ONG falsifica dados oficiais para vigiar empresas brasileiras
Empresa voltada para a defesa do agribusiness do Hemisfério Norte, a Global Witness assinou, esta semana, um artigo na Folha de S.Paulo. O objetivo da “réplica!” sem autor foi confrontar outro texto, publicado em dezembro do ano passado no mesmo jornal.
Na ocasião, consultor no ramo do agronegócio, Otávio Cançado tentou desconstruir ataques da empresa anglo-americana à indústria brasileira de proteína. Em síntese, os concorrentes estrangeiros sustentam que as maiores empresas brasileiras produzem em área desmatada, enquanto os nacionais negam.
No campo jurídico, o debate se dá em torno de uma tese: se as Guias de Trânsito Animal (GTAs) são documentos públicos ou se são protegidas como documentos fiscais e outros dados particulares das empresas. A Global Witness, para amparar sua tese, invocou dois fundamentos: um voto do ministro Edson Fachin (STF) e um link que, teoricamente, exporia o banco de dados das GTAs ao público.

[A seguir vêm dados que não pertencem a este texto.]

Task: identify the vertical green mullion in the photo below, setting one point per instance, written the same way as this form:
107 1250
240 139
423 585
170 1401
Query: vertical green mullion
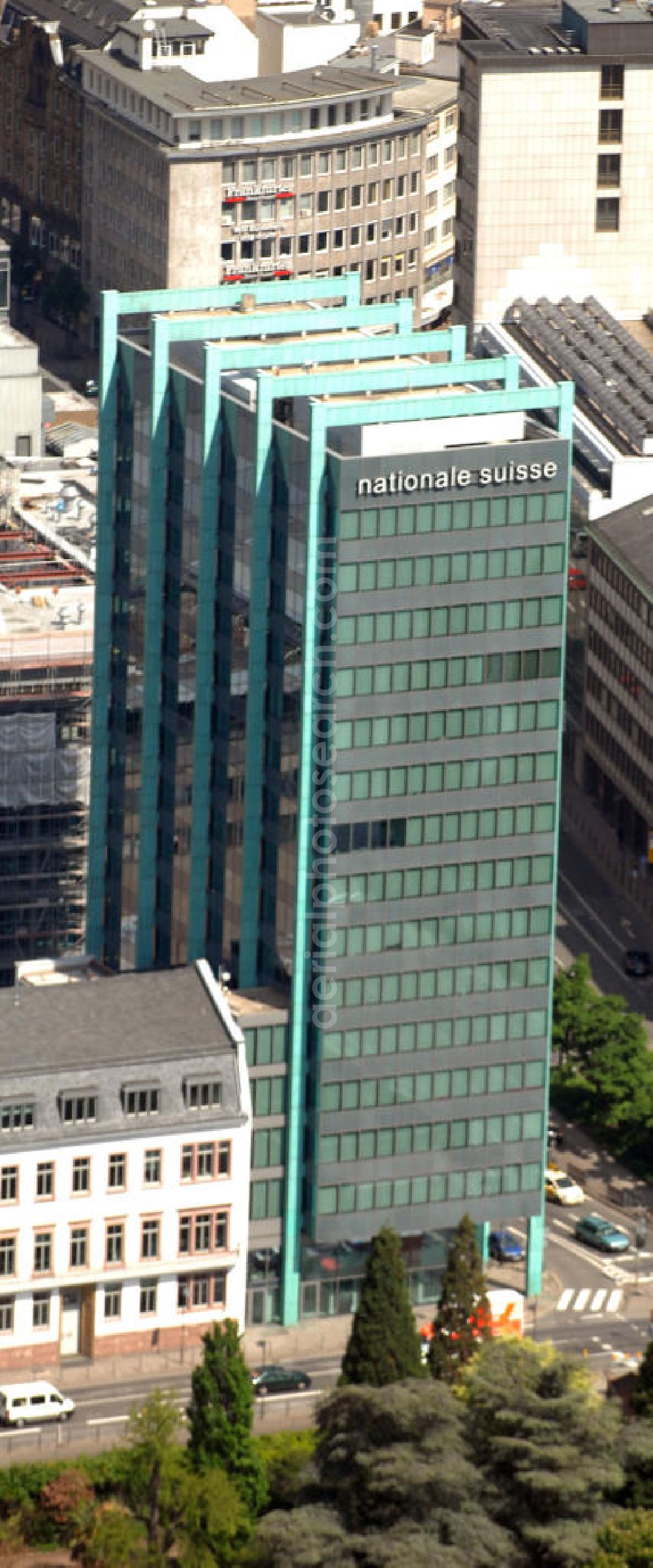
103 626
200 847
255 731
535 1226
153 643
302 946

O especialista em Direito Agrícola, Eduardo Diamantino, rechaça o primeiro fundamento. “O ministro Fachin não fez juízo de valor sobre o caráter público das GTAs”, afirma. O voto em questão tratava de acusação contra o senador Renan Calheiros e uma imputação de recebimento de propina — da qual ele foi absolvido (leia o voto).

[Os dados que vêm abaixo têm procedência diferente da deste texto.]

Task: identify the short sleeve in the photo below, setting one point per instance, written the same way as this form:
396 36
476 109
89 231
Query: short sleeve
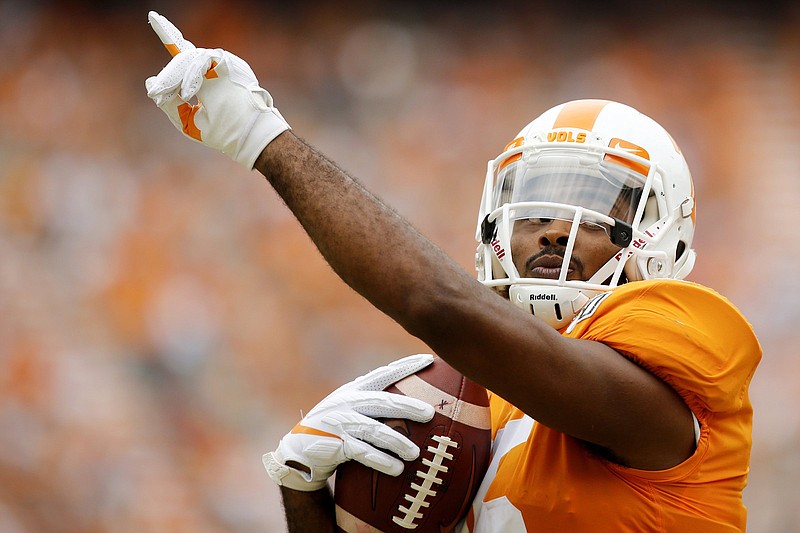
686 334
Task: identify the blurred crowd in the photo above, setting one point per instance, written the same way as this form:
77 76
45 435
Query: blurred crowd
164 320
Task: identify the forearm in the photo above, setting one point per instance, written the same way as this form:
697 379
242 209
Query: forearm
372 248
311 512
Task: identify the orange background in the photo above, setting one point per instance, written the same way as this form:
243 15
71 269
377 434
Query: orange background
163 320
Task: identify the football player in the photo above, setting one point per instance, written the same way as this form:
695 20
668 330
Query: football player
619 392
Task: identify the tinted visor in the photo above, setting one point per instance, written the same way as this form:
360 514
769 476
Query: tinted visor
606 188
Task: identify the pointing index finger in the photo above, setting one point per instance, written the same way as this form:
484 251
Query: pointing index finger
170 35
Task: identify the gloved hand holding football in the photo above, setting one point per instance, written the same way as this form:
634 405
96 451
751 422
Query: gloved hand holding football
343 426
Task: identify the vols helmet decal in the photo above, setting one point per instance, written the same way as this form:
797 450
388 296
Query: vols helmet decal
588 162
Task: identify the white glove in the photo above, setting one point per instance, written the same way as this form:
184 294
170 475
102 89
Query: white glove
342 427
233 113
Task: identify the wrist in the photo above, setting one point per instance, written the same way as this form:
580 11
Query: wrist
289 477
265 128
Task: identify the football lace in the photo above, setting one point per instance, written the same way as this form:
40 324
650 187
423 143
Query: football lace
429 479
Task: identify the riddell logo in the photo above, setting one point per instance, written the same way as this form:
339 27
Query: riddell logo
499 251
566 136
543 297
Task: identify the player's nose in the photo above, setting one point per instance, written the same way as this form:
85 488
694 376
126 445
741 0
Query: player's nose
557 232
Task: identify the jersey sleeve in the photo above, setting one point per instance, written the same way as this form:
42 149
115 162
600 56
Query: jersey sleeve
686 334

Diamantino vai além. A questão sobre o caráter das GTAs, diz ele, já foi solucionada em 2017 pelo Ministério da Agricultura em consulta do Ministério da Transparência. A Nota Técnica esclarece que “tanto os dados cadastrais quanto de GTAs contêm informações de natureza pessoal, de modo que não são de interesse coletivo ou geral”. Tampouco, portanto, de concorrentes para fins de espionagem industrial.
Outro especialista no campo, o advogado Celso Luchesi, referenda o tratamento das guias: “É um mecanismo de controle e rastreabilidade do ministério, não teria sentido a divulgação pública automática e com todos os detalhes”, argumenta, para concluir. “Teria que haver uma solicitação expressa e, ainda assim, duvido que ocorreria a entrega dos dados.”
A proteção, no âmbito privado, das GTAs, argumenta o advogado Gustavo Vaz Faviero, ocorre até mesmo sob a égide da Lei Geral de Proteção de Dados, quando estende seu manto ao “tratamento de dados pessoais, inclusive nos meios digitais, por pessoa natural ou por pessoa jurídica de direito público ou privado, com o objetivo de proteger os direitos fundamentais de liberdade e de privacidade e o livre desenvolvimento da personalidade da pessoa natural”.
A pergunta a ser respondida agora não é sobre o tratamento jurídico das GTAs, mas sobre como a Global Witness obteve os dados privados da produção agrícola de suas concorrentes no Brasil.